Here is how I implement the spin lock:
void LockAcquire()
{
uint Value = 1;
[allow_uav_condition]
while (Value) {
InterlockedCompareExchange(DataOutBuffer[0].Lock, 0, 1, Value);
};
}
void LockRelease()
{
uint Value;
InterlockedExchange(DataOutBuffer[0].Lock, 0, Value);
}
Background: I need a spin lock because I have to compute a sum of data in a large 2 dimensions array. The sum is a double. Computing the sum with a single thread and a double loop produce the correct result. Computing the sum with multithreading produce the wrong result, even when introducing the spin lock to avoid conflict when computing the sum.
I can't use InterLockedAdd because the sum doesn't fit into a 32 bits integer and I'm using a shader model 5 (Compiler 47).

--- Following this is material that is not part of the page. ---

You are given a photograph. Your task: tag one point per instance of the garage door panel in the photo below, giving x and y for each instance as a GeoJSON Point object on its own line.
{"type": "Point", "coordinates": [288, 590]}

Here is the single thread version, producing the correct result:
[numthreads(1, 1, 1)]
void CSGrayAutoComputeSumSqr(
uint3 Gid : SV_GroupID,
uint3 DTid : SV_DispatchThreadID, // Coordinates in RawImage window
uint3 GTid : SV_GroupThreadID,
uint GI : SV_GroupIndex)
{
if ((DTid.x == 0) && (DTid.y == 0)) {
uint2 XY;
int Mean = (int)round(DataOutBuffer[0].GrayAutoResultMean);
for (XY.x = 0; XY.x < (uint)RawImageSize.x; XY.x++) {
for (XY.y = 0; XY.y < (uint)RawImageSize.y; XY.y++) {
int Value = GetPixel16BitGrayFromRawImage(RawImage, rawImageSize, XY);
uint UValue = (Mean - Value) * (Mean - Value);
DataOutBuffer[0].GrayAutoResultSumSqr += UValue;
}
}
}
}
and below is the multithreaded version. This version produce similar but different result on each execution which IMO is caused by the not functioning lock.
[numthreads(1, 1, 1)]
void CSGrayAutoComputeSumSqr(
uint3 Gid : SV_GroupID,
uint3 DTid : SV_DispatchThreadID, // Coordinates in RawImage window
uint3 GTid : SV_GroupThreadID,
uint GI : SV_GroupIndex)
{
int Value = GetPixel16BitGrayFromRawImage(RawImage, RawImageSize, DTid.xy);
int Mean = (int)round(DataOutBuffer[0].GrayAutoResultMean);
uint UValue = (Mean - Value) * (Mean - Value);
LockAcquire();
DataOutBuffer[0].GrayAutoResultSumSqr += UValue;
LockRelease();
}
Data used:
cbuffer TImageParams : register(b0)
{
int2 RawImageSize; // Actual image size in RawImage
}
struct TDataOutBuffer
{
uint Lock; // Use for SpinLock
double GrayAutoResultMean;
double GrayAutoResultSumSqr;
};
ByteAddressBuffer RawImage : register(t0);
RWStructuredBuffer<TDataOutBuffer> DataOutBuffer : register(u4);
Dispatch code:
FImmediateContext->CSSetShader(FComputeShaderGrayAutoComputeSumSqr, NULL, 0);
FImmediateContext->Dispatch(FImageParams.RawImageSize.X, FImageParams.RawImageSize.Y, 1);
The function GetPixel16BitGrayFromRawImage access RawImage byte address buffer to fetch 16 bit pixel value from a gray scale image. It produce the expected result.
Any help appreciated.